MetalSpectrum's partners have been meeting every two weeks since the company's formation earlier this year and insisting on having decisionmakers in the room every step of the way, said Bob Wetherbee, acting MetalSpectrum CEO, formerly an Alcoa executive. That focus will enable the company also to announce decisions on system integrators and the next round of equity partners shortly.

"It's been a pleasant surprise, the level of commitment from the companies that have signed up,'' Wetherbee said. "A lot of times, companies just sign on to test the waters.''

Bump and go

Envera Corp., an e-marketplace being formed by a consortium of chemical and petroleum industry companies, did start off ahead of most e-marketplaces. At least it had a name. It also has a CEO, Robert Mooney.

But Envera has made few announcements since its initial press release on March 21. On its Web site, it has posted press releases announcing three equity partners -- Solutia, Lyondell and Equistar. In total, Envera has "about 20 equity partners,'' said Rick Chvala, VP-director of marketing, including Albemarle Corp., Ethyl Corp. and Occidental Chemical Corp.

Envera plans to begin beta testing next month and officially begin conducting transactions by Oct. 1, according to CTO Mike Giesler. The consortium has signed up about 100 trading partners, Chvala said.

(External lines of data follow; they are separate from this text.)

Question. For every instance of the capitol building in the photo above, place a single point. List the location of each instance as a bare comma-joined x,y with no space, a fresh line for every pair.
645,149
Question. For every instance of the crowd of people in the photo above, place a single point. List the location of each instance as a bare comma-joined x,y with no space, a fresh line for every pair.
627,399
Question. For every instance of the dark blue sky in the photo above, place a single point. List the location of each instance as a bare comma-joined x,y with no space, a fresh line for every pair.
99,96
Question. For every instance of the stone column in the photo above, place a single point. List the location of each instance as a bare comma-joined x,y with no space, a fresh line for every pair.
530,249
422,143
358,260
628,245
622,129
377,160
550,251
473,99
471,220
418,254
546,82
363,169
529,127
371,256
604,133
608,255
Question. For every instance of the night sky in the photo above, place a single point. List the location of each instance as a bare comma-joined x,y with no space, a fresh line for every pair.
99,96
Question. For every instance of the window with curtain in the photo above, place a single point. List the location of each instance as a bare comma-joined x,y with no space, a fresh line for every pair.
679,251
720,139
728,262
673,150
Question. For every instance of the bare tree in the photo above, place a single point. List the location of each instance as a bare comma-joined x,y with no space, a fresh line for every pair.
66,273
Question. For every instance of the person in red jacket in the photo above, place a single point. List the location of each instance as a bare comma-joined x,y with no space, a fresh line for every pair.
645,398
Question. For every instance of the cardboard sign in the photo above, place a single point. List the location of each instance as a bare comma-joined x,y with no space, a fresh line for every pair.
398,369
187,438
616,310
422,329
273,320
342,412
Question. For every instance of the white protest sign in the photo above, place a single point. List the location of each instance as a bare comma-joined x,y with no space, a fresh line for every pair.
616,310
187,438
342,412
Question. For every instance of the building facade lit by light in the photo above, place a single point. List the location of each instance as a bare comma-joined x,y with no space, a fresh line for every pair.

What it doesn't have -- at least as equity partners -- are two of the companies mentioned "as exploring the Envera business plan'' in the initial press release. Rohm & Haas Co. bolted for the chemical-industry consortium announced on May 17 that includes DuPont, Dow Chemical and BASF. "We just felt that one had the best value proposition for us,'' said Lisa Conrads, e-business communications manager for Rohm & Haas.

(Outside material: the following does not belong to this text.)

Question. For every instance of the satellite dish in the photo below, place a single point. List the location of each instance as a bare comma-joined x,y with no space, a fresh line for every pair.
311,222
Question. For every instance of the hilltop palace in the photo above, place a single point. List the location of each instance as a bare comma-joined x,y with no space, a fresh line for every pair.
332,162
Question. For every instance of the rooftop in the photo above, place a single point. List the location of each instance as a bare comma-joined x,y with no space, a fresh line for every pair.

Envera also had talks with Eastman Chemical Co., which has decided not to join any consortium for the moment. "For now, we have made the decision not to invest or help build those marketplaces,'' said Fred Buehler, Eastman's director of e-business. "What we're focusing our investment money on is building capability for our customers and focusing on direct customer solutions.''

Although Buehler says Eastman hasn't ruled out joining brick-and-mortar consortia, it has inked partnerships with dot-com companies, such as VerticalNet Inc. and its e-commerce site as well as ChemConnect Inc., in which Eastman holds an equity stake. The difference between this site and Enera's is obvious: "It's up and running and live,'' Buehler said of the site, which already is generating e-commerce revenues.

Elsewhere, it's difficult to say how much progress is being made on the aerospace e-marketplace being formed by the consortium of Boeing Co., Lockheed Martin Corp., Raytheon Co., and BAE Systems. The companies haven't issued an announcement since the initial press conference trumpeting the project in late March.

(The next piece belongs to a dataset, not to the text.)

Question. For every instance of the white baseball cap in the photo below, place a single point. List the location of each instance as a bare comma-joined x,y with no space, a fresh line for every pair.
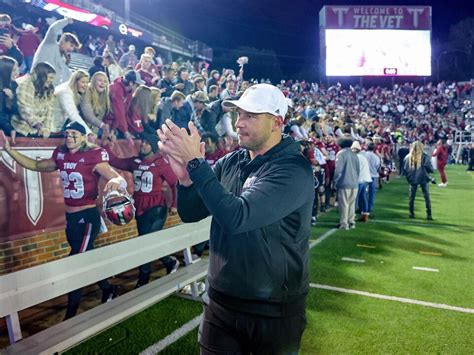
261,98
356,145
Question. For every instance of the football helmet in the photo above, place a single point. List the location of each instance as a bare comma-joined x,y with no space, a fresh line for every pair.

There has been no name announced, no CEO chosen. But a steering committee meets on an "ongoing'' basis, said Bob Jorgensen, a Boeing spokesman. Five other committees also meet every Tuesday, he said. "There's a lot of progress going on behind closed doors,'' said Deborah Anderson, a Raytheon spokesperson.

Those doors are slated to open on July 25 at the Farnborough International Air Show in England. That's when the four members of the consortium will hold a joint press conference, according to Jorgensen. Expected to be revealed on that day are the project's name, its business structure and its CEO.

Jorgensen was confident enough in the progress of discussions to predict that the site would be conducting transactions on or around Aug. 31. He said that the nature of the aerospace and defense industry, with companies constantly balancing relationships as suppliers, partners and competitors, may make the ability to work together on an e-marketplace easier for Boeing, Raytheon, Lockheed Martin and BAE Systems.

But to ensure that the companies work together and to enforce neutrality, they have retained Andersen Consulting to "be the business arm of the company,'' Jorgensen said. Andersen is currently developing the business plan, working on gaining regulatory approval for the site around the world, overseeing the naming and branding efforts, and searching for a CEO.